The relationship between the two groups strained in the late 1970s when a combination of population growth, drought, and an expanding Sahara desert heightened competition for land. In the 1980s, conflicts in nearby Chad and Libya brought arms across the border, introducing a new dimension to the growing economic feud. And then, in the '90s, political power games in the capital played out in the region, further aggravating the situation.

Then last April, an rebel group called the Sudanese Liberation Army (SLA) attacked a military airstrip in North Darfur and set in motion the current crisis. President Omar al-Bashir responded to the demands for more power-sharing by giving the Arabs the green light, as well as money and air cover, to attack the rebels or anyone who supported or sympathized with them. The government denies encouraging the janjaweed's abuses of human rights and is now, under international pressure, trying to wash its hands of them.

'This is not the Darfur we know'

But meanwhile, some 30,000 ethnic Africans have been killed, and 1.4 million have been forced to flee their homes - robbed and raped along the way, they say. The SLA and its fellow rebel group, the Justice and Equality Movement, while less brutal, have attacked and burned Arab villages and set those populations fleeing as well.

Hatred is festering. An Arab dance troupe brought in by an aid group to entertain the African displaced at a camp this week was pelted with stones, and, in another camp, a local Arab aid worker was beaten to death by African residents chanting "janjaweed."

Meanwhile, there are stories every day of African women who leave the camps to collect wood and are raped by the Arab horsemen. All sides here in Darfur say there is no going back.

"The government has played us one against the other," says Khatir. "We here in Khartoum are intellectuals and know this. But at home, enmity is enormous."

His friend Umbada sighs. "This is not the Darfur we know. We meet up with one another here and lament," he says, "and try to send text messages back to our friends and family in Darfur's towns to tell them to stop this devastation."

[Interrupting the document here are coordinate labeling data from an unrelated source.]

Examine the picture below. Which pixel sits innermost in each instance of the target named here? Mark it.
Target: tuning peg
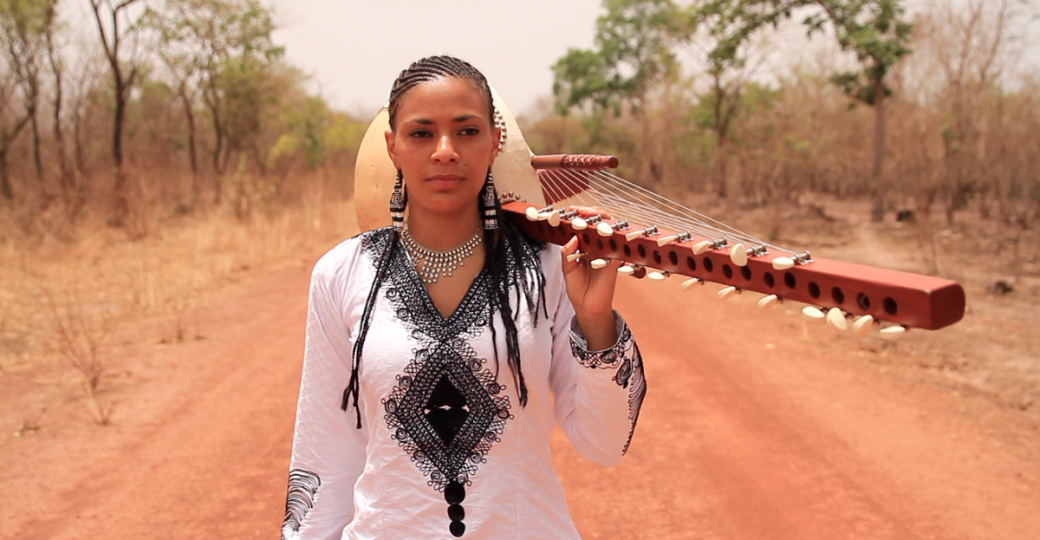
(706, 246)
(727, 292)
(812, 313)
(862, 325)
(649, 231)
(690, 283)
(835, 317)
(738, 254)
(677, 238)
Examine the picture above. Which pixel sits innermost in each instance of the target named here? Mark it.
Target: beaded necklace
(432, 264)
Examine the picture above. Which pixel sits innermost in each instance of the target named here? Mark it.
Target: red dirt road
(750, 431)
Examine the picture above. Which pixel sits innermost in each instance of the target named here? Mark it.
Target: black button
(455, 493)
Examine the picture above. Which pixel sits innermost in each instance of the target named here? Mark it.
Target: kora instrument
(548, 198)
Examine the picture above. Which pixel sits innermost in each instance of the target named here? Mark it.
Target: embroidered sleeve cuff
(606, 359)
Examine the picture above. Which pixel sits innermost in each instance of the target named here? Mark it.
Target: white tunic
(438, 425)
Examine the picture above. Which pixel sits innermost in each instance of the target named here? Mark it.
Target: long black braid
(510, 258)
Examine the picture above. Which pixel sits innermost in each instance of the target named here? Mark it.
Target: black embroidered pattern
(303, 486)
(624, 357)
(447, 409)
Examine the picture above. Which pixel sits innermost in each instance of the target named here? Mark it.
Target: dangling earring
(397, 202)
(488, 202)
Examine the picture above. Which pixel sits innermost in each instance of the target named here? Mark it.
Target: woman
(434, 436)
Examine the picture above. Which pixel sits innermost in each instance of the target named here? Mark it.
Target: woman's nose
(445, 150)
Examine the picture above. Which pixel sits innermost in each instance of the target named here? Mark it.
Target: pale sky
(355, 49)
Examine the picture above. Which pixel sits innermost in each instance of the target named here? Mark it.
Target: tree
(110, 17)
(23, 24)
(633, 52)
(873, 30)
(711, 31)
(219, 49)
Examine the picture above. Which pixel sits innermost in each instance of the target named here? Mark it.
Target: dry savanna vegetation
(175, 150)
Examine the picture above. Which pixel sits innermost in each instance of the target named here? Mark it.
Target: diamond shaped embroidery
(446, 412)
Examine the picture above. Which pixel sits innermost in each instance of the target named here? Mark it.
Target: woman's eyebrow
(426, 122)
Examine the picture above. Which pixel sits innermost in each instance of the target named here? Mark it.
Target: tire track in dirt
(735, 440)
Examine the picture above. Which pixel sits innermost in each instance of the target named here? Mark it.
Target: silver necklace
(432, 264)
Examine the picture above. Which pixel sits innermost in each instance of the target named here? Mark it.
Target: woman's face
(443, 144)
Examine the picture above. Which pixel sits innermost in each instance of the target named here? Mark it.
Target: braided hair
(510, 259)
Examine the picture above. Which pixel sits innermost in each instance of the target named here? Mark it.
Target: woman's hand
(591, 292)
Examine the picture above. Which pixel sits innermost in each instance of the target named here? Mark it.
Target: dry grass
(69, 291)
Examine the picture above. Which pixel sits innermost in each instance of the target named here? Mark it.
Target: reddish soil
(753, 428)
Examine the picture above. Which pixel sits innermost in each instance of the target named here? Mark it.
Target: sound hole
(889, 306)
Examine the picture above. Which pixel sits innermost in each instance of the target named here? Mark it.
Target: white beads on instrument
(782, 263)
(739, 253)
(838, 320)
(812, 313)
(649, 231)
(862, 326)
(835, 317)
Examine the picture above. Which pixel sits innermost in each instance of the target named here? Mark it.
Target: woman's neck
(441, 231)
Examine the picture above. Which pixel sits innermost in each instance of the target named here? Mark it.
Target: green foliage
(874, 30)
(632, 52)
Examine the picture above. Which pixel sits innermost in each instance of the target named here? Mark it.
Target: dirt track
(750, 431)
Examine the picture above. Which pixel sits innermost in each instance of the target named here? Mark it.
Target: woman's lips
(445, 181)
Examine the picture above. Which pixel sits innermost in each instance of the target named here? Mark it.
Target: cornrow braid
(510, 258)
(436, 68)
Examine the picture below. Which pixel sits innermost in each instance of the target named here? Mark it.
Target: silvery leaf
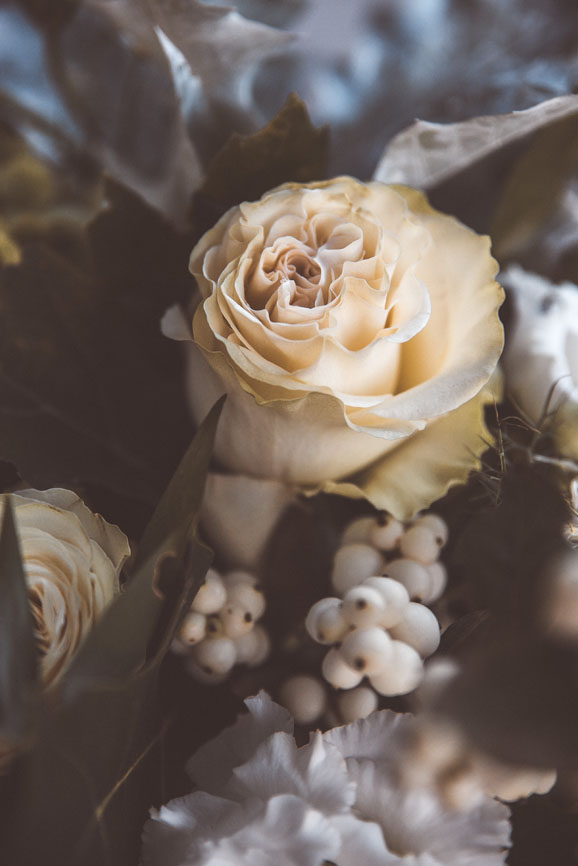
(427, 154)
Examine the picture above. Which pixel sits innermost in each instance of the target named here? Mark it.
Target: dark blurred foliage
(382, 63)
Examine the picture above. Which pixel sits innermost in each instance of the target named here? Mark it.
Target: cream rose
(354, 329)
(541, 361)
(72, 559)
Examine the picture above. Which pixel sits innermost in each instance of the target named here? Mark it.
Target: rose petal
(423, 468)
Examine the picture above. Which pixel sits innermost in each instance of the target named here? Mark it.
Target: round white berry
(325, 622)
(358, 531)
(367, 650)
(437, 525)
(357, 704)
(403, 673)
(419, 628)
(247, 598)
(236, 621)
(363, 606)
(419, 543)
(395, 597)
(412, 575)
(304, 697)
(212, 594)
(439, 579)
(215, 656)
(193, 628)
(353, 563)
(338, 673)
(253, 648)
(386, 533)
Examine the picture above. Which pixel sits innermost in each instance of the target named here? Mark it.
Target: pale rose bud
(72, 561)
(358, 531)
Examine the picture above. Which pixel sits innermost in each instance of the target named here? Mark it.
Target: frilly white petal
(212, 765)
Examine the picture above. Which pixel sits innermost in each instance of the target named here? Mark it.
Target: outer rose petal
(425, 466)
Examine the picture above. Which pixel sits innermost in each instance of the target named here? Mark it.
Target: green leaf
(534, 186)
(93, 78)
(289, 148)
(96, 769)
(182, 498)
(18, 654)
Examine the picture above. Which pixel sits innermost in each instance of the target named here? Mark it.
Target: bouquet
(289, 439)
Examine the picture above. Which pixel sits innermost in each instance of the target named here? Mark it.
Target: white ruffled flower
(266, 802)
(541, 358)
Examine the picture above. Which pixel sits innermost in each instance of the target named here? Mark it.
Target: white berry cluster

But, he sighs again, the long rains have interrupted the mobile-phone system, so their text messages are not getting through. And anyway, he adds, it's not clear anyone wants to listen.

Friendship is 'impossible'

Arasharo is told about the African and Arab friends crying together in Khartoum as she waits in line for food at her camp. She shakes her head.

"Impossible," she responds. They are old friends, she is told. "Impossible," she repeats. "We are enemies."